Lying diagonally across the newly deepened incision there was a thin, yellow tube whose tough walls and oily surface had enabled it to slide away from the blade tentacle. It pulsed faintly as it drew nutrient from the gray, necrotic growth spreading over the Parent’s surface tegument to the heart-root, or roots, deep inside the body. Hellishomar changed direction to follow it down.
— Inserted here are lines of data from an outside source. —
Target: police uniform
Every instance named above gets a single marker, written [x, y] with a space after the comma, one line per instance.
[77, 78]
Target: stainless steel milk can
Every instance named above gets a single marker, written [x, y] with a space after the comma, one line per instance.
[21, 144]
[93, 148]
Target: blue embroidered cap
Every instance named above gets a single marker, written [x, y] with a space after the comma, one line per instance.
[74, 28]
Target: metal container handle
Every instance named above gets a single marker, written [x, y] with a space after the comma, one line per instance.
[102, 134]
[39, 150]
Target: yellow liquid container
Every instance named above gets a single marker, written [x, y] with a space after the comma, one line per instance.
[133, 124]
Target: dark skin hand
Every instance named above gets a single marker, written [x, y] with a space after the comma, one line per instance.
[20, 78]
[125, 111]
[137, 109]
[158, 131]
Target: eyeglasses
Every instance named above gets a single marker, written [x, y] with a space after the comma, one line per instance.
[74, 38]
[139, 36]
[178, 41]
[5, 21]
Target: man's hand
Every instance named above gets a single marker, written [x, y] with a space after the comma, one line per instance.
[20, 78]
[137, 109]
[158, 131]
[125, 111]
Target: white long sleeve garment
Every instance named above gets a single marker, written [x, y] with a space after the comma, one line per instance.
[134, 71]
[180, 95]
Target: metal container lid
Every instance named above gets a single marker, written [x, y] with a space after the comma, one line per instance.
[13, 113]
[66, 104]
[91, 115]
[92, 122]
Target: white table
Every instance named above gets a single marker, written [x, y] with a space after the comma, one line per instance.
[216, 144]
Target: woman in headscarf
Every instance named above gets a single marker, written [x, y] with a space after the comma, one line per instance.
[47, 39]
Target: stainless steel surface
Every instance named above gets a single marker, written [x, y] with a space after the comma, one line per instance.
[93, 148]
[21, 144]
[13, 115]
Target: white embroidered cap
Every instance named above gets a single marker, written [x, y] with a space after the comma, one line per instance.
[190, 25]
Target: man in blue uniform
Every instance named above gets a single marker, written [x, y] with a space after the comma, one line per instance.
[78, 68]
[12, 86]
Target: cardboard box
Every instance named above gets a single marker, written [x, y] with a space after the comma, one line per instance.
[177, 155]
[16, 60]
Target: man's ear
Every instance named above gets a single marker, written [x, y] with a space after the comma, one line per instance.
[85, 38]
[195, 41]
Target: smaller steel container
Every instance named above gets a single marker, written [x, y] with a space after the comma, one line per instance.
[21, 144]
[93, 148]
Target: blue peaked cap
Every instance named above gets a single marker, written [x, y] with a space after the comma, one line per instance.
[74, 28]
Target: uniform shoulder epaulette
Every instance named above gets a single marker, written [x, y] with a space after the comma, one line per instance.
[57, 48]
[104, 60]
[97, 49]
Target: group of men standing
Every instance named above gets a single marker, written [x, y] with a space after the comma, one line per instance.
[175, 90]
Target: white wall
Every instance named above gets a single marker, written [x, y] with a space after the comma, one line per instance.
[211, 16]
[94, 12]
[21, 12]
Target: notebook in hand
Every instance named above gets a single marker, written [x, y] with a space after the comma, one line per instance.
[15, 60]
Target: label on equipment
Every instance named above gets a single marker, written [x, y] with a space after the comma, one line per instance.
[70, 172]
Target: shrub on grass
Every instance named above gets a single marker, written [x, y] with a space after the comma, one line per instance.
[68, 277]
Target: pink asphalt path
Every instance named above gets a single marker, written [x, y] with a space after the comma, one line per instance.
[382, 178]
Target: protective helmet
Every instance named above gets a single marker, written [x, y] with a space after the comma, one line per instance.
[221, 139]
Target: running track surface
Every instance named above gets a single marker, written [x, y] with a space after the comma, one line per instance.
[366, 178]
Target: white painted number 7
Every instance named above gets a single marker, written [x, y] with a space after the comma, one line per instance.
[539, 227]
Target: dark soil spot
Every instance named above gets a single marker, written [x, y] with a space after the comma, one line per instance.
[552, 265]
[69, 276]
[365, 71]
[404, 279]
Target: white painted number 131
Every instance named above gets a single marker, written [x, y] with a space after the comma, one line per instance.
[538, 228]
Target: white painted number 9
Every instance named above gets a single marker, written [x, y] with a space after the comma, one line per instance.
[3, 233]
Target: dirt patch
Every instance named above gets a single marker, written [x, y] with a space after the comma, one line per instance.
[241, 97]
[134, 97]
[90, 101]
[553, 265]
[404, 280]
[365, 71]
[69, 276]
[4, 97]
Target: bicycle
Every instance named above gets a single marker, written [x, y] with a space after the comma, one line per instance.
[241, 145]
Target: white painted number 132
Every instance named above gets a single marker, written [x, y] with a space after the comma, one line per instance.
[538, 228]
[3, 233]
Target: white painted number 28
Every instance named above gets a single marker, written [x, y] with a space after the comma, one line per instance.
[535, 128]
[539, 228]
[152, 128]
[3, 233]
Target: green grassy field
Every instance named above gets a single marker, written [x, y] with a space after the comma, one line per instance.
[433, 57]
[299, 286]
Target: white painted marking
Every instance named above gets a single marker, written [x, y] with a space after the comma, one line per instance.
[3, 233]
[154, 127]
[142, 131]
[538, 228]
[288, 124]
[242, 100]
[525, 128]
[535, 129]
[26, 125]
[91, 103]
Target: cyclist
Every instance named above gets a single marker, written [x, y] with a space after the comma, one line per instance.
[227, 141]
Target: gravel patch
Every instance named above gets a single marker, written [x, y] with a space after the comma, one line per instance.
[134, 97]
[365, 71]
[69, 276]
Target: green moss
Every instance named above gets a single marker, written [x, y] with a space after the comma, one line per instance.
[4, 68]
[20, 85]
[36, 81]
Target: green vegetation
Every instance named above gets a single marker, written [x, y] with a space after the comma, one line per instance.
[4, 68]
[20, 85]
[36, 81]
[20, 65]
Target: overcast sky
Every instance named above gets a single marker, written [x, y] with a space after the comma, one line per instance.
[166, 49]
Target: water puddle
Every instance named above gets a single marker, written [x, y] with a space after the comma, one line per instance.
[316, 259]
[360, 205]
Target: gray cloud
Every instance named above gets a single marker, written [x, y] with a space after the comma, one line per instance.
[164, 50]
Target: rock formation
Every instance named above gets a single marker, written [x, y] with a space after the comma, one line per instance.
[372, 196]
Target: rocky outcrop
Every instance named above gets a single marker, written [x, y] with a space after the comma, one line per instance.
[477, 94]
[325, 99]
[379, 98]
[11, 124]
Within a few moments there was another yellow tube visible on one side of the tunnel, then another and another, all converging towards a single point below him. Hellishomar cut and squeezed through them until the heart-root itself lay exposed like a veined, uneven globe that seemed to glow with its own sickly yellow light. In size it was only a little smaller than Hel-lishomar’s head. Quickly he excised a clear space all around and above it, severing in the process more than twenty of the rootlets and two thicker tubes which were the connections to secondaries. Then, taking up a position which would allow the heat and bloody steam to escape and disperse along the entry wound rather than stewing the Cutter in his own body fluids, Hellishomar attacked the foul thing with his burner turned up to full intensity.

Hellishomar did not stop until the heart-root was converted to ash, and then he gathered the ashes into a small pile and flamed them again. He followed the connector to the secondary, burning it behind him as he went, until he found another heart-root and removed that. When the external Cutters had completed their work, the fine root connections to the surface growths, severed at both ends and starved of nutrient, would wither and shrink so that they could be withdrawn from the Parent’s body with the minimum of discomfort.

In spite of the wipers that were laboring to keep the eye-covers clear, there was an increasing and irregular impairment of Hellishomar’s vision. His movements were becoming slower, the strokes of his cutting blades less precise, and the quality of his surgery diabolical. He diagnosed the condition as a combination of heat exhaustion and asphyxiation and turned at once to begin cutting a path to the nearest breathing passage.